When I talk about sand baggers, I am not just talking about those people who shoot inordinate low scores. I also include those players who improve their lies to help shoot said low scores, or just flat out cheat in other ways. Sand baggers and cheaters are one in the same. I play in these tournaments just because it provides a chance to play on various high dollar courses for a cheap green free. Paying $85 to play on a course that would normally cost me $300 is kind of cool in my book.


----------



## Spike (Apr 4, 2014)

My target score for 9 holes these days is 40. Anything lower is just bonus. I figure two 40s will get you an 80. That's a good score in my book. :-D


----------



## 373 (Jun 9, 2006)

The question I hear people ask the teaching pros a lot is, "How quickly will I improve?" I think it's an unfair question for a new player to ask. Once we have played a while and IF, and it's a big if, we can be honest with ourselves, we can assign a target score like your 40 for 9 holes.

I tend to play more at Killian Greens, a pretty easy golf course. Any time I don't break 40 or 80, I don't feel like I've played as well as I could have. On the odd occasion when I play somewhere else, it's hard for my expectations to lower, even though I know I'm playing a harder golf course. 

An interesting conversation started in the pro shop yesterday. I may be moving to another course, Miccosukee Country Club, a course owned by the indian tribe and where the Nationwide Tour used to play their final event of the year. Some of the pros at KG are moving on to work there and they want me to come with them as part of a management team. It might be more hours a week than I want to work at this stage of life, but the free golf privileges at a beautiful facility like that would make it a lot easier to practice every day. They have 27 holes, so having become sort of a 9 hole player most days, it would offer a little more variety to me. It's only 4 miles from my house, so there's no down side in terms of travel time or anything like that.

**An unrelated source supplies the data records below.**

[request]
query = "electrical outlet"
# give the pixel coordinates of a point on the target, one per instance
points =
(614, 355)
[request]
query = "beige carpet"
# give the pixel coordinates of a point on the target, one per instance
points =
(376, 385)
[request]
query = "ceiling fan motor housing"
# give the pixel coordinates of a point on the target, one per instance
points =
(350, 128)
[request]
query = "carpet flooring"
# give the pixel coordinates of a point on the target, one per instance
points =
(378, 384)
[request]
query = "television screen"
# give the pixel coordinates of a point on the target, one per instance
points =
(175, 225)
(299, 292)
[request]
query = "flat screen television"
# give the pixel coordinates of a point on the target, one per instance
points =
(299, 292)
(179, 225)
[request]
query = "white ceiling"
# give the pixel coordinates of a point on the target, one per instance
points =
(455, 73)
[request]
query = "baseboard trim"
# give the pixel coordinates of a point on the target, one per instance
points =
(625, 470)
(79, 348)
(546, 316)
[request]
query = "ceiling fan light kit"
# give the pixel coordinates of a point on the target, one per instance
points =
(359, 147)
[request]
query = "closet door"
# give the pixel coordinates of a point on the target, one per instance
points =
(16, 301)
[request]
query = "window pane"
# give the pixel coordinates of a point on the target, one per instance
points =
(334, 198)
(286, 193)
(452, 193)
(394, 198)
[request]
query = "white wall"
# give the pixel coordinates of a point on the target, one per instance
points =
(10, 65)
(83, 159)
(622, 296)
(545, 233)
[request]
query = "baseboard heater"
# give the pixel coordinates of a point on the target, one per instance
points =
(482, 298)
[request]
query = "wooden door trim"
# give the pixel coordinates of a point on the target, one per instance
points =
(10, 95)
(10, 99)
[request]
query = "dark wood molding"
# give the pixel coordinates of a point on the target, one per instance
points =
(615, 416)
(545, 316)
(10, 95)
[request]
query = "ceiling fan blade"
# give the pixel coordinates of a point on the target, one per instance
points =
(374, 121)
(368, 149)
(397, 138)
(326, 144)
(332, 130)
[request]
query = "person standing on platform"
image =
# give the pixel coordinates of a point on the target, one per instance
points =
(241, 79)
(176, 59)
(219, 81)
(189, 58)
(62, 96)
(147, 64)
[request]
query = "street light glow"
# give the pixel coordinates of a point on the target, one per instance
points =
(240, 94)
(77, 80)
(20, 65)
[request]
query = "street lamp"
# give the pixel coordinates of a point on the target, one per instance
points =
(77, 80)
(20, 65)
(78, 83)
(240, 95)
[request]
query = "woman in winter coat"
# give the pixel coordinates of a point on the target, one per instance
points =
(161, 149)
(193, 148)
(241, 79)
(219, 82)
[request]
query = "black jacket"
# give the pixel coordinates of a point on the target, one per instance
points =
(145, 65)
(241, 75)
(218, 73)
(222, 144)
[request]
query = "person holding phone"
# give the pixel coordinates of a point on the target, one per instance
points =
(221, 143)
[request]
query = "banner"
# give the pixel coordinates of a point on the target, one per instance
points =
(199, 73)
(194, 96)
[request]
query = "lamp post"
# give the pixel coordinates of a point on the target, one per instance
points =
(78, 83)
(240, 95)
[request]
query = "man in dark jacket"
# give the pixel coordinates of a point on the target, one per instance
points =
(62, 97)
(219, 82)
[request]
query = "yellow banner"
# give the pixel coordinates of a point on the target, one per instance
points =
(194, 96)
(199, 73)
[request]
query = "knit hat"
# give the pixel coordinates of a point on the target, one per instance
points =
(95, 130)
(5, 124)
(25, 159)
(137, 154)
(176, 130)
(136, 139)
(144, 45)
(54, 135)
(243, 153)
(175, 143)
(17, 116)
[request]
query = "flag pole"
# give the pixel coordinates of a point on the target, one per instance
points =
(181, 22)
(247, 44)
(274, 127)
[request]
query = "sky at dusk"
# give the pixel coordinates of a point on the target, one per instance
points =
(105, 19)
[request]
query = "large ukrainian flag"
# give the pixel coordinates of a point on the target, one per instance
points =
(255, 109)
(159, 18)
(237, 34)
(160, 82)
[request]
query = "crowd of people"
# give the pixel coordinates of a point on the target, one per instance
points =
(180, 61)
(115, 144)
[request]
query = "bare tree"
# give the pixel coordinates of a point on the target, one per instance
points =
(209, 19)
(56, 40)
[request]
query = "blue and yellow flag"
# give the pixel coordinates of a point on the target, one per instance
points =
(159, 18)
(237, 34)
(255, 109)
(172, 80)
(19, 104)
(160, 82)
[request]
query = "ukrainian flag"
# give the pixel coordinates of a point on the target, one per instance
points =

Maybe, just maybe... But then the question comes up, what should my scoring goals be if I go to a course with real rough, 400 yards longer than I currently play, better greens and real sand in the bunkers?


----------



## Fourputt (Nov 18, 2006)

DennisM said:


> The question I hear people ask the teaching pros a lot is, "How quickly will I improve?" I think it's an unfair question for a new player to ask. Once we have played a while and IF, and it's a big if, we can be honest with ourselves, we can assign a target score like your 40 for 9 holes.
> 
> I tend to play more at Killian Greens, a pretty easy golf course. Any time I don't break 40 or 80, I don't feel like I've played as well as I could have. On the odd occasion when I play somewhere else, it's hard for my expectations to lower, even though I know I'm playing a harder golf course.
> 
> ...


Sounds like a tempting offer, but like you I'm not sure that I'd take it if it asked me to work more than 15-20 hours per week. I'd also end up with other issues, such as my wife and I deciding at the drop of a hat to take off for a week or two week road trip, and I'd need that sort of flexibility in any job I took. 

I had that freedom when I worked at Foothills before we moved here. Now we are moving back to Colorado, but to a town 2½ hours from there. I don't really know if there is going to be any such option available anywhere near our new home, as the nearest 18 hole course is 20 miles away (we are way out on the prairie in a town of 450 souls).


----------



## 373 (Jun 9, 2006)

Hi Rick - Long time, no talk...

That flexibility to leave work for a while and vacation with the kids is definitely something to consider. Another is, I've started getting Social Security and I need to manage how much I'm paid by any job so I don't sacrifice that. I'd have to go back to work full time to make it worth giving it up for now and I'm not sure it would be worth it in other ways.

The Assistant Pro took a job at Deering Bay, a private club designed by Arnold Palmer. The management team idea to go to Miccosukee was based on him, so what Sean Kicker and I will do at this point is up fro grabs. 

I may talk to them anyway. I'd just like to work a couple days a week in the pro shop if possible. One way or the other, I'm growing more and more upset with my current situation and I need to do something, even if it means working out of the golf business.


----------